Councilmember Herb J. Wesson Jr. holds press conference to introduce the "Invest in a Green LA" Initiative.
WESSON INTRODUCES "INVEST IN A GREEN LA" INITIATIVE Package Gains Early Support
Following up on the enactment of his Green Retrofit and Workforce Program earlier this year, Councilmember Herb J. Wesson, Jr. today announced the introduction of three City Council motions that (1) preserves our environment; (2) restores our natural landscape; (3) promotes green construction job training; and (4) establishes a plan to remove blight from utility wires in the City of Los Angeles.
"This is a precedent-setting package of legislative proposals that would make Los Angeles a national pioneer and a model in making the green economy work for the city and its residents," said Wesson. "The Invest in a Green LA legislative package is environmental legislation, economic and job creation legislation, savings and efficiency legislation, and blight removal legislation -all rolled into one."
The Invest in a Green LA package includes three legislative proposals that would reinforce the city's commitment to a better environment. The first proposal creates a path for funding three major environmental initiatives recently enacted by the City of Los Angeles: the Green Retrofit and Workforce Program, the Los Angeles River Revitalization Plan and the Los Angeles CleanTech Corridor Initiative.
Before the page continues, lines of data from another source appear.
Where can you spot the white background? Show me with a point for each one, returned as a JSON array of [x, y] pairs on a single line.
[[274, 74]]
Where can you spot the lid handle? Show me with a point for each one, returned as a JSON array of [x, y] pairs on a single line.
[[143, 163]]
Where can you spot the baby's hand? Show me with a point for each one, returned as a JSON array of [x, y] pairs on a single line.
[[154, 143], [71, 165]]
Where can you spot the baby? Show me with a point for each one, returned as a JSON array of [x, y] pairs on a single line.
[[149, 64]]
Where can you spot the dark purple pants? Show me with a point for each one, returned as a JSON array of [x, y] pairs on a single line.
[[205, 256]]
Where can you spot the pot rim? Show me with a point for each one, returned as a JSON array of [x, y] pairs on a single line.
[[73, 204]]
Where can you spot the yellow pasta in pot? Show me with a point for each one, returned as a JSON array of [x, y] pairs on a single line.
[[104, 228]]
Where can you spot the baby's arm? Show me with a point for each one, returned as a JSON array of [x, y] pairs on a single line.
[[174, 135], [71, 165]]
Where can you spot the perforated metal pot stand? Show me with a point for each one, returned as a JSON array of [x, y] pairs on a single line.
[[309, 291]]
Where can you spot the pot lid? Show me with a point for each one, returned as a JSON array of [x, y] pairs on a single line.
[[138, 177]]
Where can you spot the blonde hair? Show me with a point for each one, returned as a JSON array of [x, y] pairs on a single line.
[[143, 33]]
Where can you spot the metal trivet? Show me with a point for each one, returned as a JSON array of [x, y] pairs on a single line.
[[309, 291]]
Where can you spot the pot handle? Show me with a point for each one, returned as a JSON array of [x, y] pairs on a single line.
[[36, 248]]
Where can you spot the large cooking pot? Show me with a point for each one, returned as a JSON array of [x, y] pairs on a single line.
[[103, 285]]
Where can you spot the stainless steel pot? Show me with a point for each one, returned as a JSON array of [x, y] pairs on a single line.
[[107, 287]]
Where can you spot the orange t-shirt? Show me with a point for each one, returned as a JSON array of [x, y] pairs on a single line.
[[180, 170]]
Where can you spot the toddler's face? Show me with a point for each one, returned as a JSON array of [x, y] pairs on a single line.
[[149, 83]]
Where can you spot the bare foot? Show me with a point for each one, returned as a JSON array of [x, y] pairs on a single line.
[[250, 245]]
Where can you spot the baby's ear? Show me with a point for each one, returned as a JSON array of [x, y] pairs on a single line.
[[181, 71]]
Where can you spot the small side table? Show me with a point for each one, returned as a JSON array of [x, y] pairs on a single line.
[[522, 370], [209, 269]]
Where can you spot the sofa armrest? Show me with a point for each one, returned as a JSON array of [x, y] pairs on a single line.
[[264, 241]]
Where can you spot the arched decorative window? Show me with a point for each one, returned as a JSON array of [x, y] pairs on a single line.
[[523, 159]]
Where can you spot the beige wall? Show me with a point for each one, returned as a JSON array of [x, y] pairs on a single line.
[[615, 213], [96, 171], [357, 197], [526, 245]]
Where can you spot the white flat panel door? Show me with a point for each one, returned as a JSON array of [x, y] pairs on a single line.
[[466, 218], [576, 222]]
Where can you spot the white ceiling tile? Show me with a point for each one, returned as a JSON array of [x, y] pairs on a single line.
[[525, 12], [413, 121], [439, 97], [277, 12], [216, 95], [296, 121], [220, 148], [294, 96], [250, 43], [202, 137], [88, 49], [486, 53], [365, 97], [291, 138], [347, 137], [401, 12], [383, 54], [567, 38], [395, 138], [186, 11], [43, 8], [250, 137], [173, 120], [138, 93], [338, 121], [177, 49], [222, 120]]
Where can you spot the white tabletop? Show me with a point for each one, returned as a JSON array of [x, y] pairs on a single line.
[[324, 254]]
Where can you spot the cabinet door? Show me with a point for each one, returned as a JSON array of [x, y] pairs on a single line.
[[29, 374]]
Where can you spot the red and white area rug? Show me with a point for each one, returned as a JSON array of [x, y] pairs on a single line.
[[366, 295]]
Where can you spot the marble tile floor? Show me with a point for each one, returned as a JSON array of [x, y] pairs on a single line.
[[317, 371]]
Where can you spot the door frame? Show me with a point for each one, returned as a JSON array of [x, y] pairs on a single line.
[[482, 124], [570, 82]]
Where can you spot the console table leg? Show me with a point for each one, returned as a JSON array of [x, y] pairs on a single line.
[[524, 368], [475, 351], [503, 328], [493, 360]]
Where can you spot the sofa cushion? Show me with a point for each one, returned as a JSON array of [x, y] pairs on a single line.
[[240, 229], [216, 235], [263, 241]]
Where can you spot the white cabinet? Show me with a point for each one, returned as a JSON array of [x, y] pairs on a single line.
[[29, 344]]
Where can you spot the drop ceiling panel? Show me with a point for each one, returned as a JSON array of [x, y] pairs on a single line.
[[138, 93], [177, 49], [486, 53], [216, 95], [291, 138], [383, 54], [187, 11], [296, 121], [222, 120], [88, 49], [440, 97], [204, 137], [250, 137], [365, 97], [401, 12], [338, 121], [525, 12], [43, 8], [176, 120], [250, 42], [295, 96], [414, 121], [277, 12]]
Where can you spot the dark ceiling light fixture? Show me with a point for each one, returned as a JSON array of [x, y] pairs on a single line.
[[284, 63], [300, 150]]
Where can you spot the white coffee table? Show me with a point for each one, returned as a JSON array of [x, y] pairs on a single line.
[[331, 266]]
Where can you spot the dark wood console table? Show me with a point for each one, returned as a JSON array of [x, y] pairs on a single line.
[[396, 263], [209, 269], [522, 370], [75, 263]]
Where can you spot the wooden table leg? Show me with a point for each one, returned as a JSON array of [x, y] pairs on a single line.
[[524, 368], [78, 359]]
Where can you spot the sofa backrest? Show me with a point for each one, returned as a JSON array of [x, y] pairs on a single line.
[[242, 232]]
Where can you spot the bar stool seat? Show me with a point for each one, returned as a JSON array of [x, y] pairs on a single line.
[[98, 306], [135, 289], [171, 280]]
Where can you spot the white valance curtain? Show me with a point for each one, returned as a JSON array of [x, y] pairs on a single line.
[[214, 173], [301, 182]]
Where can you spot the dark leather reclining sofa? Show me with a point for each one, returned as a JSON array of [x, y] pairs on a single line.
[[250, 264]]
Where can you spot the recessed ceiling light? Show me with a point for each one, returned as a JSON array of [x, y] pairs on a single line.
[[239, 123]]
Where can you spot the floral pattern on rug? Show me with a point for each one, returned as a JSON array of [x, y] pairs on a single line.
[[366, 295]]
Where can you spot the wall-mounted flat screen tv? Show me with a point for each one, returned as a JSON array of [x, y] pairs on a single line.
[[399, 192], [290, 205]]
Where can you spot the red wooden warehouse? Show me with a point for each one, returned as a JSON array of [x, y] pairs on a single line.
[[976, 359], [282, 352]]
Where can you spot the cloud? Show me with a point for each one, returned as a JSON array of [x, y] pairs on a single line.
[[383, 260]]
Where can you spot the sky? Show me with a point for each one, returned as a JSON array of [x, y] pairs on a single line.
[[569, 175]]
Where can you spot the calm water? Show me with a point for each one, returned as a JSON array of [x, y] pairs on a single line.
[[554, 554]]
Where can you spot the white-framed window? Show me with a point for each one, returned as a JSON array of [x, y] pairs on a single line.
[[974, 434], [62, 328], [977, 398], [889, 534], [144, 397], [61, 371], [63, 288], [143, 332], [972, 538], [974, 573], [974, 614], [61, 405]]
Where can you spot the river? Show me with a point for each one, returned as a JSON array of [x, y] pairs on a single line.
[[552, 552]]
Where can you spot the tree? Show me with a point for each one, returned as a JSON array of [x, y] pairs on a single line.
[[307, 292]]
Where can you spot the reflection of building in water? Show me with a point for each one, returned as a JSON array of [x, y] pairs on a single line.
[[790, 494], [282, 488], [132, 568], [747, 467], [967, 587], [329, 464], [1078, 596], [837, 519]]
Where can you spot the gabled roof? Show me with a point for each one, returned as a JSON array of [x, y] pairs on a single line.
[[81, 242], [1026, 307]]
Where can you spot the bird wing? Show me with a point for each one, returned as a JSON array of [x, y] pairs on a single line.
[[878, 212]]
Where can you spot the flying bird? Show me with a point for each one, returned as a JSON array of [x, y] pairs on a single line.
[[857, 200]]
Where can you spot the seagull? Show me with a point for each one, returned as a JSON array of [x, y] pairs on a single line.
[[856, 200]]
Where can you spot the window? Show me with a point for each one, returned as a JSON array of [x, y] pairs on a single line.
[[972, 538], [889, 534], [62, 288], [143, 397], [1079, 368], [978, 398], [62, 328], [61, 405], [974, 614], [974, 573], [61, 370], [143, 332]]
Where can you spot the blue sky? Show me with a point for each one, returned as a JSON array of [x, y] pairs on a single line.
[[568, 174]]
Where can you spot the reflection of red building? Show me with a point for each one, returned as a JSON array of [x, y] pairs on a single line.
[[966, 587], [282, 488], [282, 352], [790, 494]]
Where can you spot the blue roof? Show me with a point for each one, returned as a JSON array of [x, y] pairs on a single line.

Wesson's proposal would direct city agencies to evaluate the amount of funding necessary to implement the three aforementioned environmental initiatives. The goal is to put the city in a strong position to obtain grant funding from outside sources or place a bond measure on the ballot when conditions merit.
The second proposal in Wesson's Invest in a Green LA package calls for the creation of a plan to remove the blight of utility lines in the city by committing to the goal of undergrounding 25 percent of the utility lines in the City of Los Angeles by 2030. Undergrounding utility lines would not only improve aesthetics but also reduce tree trimming and air conditioning costs by allowing for larger tree canopies to cool buildings and neighborhoods. The Department of Water and Power (DWP) currently has a program whereby the city would pay for 50 percent of the cost of the undergrounding of utility lines if another entity pays for the other 50 percent. That program, however, is voluntary. Under Wesson's proposal, undergrounding utility lines would become a city policy with specified targets.
The third proposal in Councilmember Wesson's Invest in a Green LA package is a motion directing the Los Angeles Housing Department to develop a policy requiring all residential rehabilitation projects that receive $25,000 or more from the City of Los Angeles to meet LEED for Homes silver or higher standards. Organizations supporting the Invest in a Green LA initiative who attended the press conference included the Sierra Club, the Los Angeles Apollo Alliance, the U.S. Green Building Council, the Los Angeles and Orange Counties Building Trades Council, IBEW, Local 11, Friends of the LA River, and the Green LA Institute.
"Creating and sustaining good green jobs is a larger part of President Obama's vision for recovery and moving our economy forward," said Wesson. "The Invest in a Green LA legislative package puts the City of Los Angeles in an excellent position to maximize our commitment to long-term investment in our economy and our environment."